Avoid labelling others -- Generalizing and labelling others is known as twisted thinking that in turn only serves to create a featureless "other" or "them" upon which people can fling arrows of blame. Labelling behaviour undoubtedly leads to prejudice and discrimination.
Avoid jargon -- Every business and organization has its own abbreviations and jargon and that's where these should stay. To use this terminology in a less formal, personal situation only serves to create misunderstanding and/or no understanding at all. People will feel left out and alienated, as well as irritated, and your credibility will deteriorate.
Avoid vague words or phrases -- Common words such as "always," "never," "almost," and "all" are considered to be vague words that have no value and can result in misinformation. In some cases, a sinister reader might twist your information while others will question your facts. Support what you say with concrete evidence rather than opinion.
Change your questions -- Change your internal questions from asking who is at fault and/or what mistake you made to focusing questions on what the other person is thinking and feeling. Ask what assumptions you are making, what facts support the situation, what's best to do to resolve the situation and what you have learned.
Handle criticism effectively -- Criticism is often experienced as blame and judgment that in turn makes you feel like a victim. Rather than responding to criticism in a passive or aggressive manner, recognize the individual's frame of mind and respond in a straightforward manner rather than being defensive. Schedule a face-to-face meeting to straighten things out.
What you say stays! -- Beware that today more than ever, what you write and what you say is now available more permanently through so many different channels. Your poorly chosen words can "go viral" within minutes and will be impossible to take back. Your comments and your reputation will be "out there" in cyberspace waiting for someone to raise them up and throw them back in your face when you least expect it.
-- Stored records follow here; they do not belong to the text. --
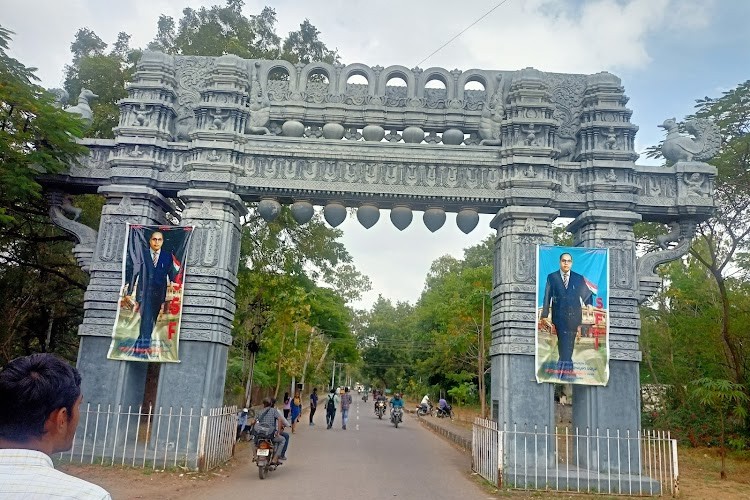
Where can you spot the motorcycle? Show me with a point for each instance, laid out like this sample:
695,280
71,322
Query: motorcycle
397,415
264,448
380,409
424,410
444,413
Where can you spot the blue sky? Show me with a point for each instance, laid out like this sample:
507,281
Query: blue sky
667,53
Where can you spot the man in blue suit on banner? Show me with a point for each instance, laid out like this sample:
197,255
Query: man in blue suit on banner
566,292
157,269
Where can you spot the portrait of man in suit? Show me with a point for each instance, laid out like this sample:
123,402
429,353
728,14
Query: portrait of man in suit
156,273
565,294
153,275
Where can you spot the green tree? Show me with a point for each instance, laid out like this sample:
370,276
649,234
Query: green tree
39,280
727,400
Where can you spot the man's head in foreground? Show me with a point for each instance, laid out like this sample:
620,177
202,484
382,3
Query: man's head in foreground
40,396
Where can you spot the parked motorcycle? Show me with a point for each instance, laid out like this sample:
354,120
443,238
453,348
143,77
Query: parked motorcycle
264,448
380,409
424,410
397,415
444,413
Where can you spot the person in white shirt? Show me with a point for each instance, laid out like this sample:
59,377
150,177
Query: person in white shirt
41,397
425,404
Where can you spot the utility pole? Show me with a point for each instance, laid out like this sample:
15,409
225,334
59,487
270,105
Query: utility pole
482,401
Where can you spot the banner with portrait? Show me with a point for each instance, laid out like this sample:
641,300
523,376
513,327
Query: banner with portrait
149,306
572,327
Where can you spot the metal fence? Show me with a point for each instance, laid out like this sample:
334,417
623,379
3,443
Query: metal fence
608,462
156,438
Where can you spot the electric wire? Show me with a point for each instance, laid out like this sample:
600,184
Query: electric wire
463,31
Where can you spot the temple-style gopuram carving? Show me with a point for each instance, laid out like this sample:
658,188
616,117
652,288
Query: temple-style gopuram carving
531,147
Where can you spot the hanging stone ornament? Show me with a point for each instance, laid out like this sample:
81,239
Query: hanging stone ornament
401,217
368,215
373,133
434,218
453,137
467,219
269,209
333,131
292,128
413,135
302,211
334,213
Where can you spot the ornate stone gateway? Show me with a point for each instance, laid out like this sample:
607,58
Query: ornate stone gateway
530,147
As many individuals, including government officials, are finding out these days, vocabulary, tone of voice and choice of words are becoming increasingly important in a world of Internet communication. While at one time individuals could develop and manage their professional image through simple strategies such as dress for success backed by a good vocabulary and education, success today requires much more strategy, caution and personal oversight of every element of one's behaviour and communication.
As is clearly evident by the 50th celebration of King's freedom speech and the current "war of words" controversy caused by Robinson, words do indeed have immense power and a power that can last for years. This suggests every individual needs to deliberately "manage" his or her choice of words every minute of the day. It means being careful with one's vocabulary no matter what communication medium is used.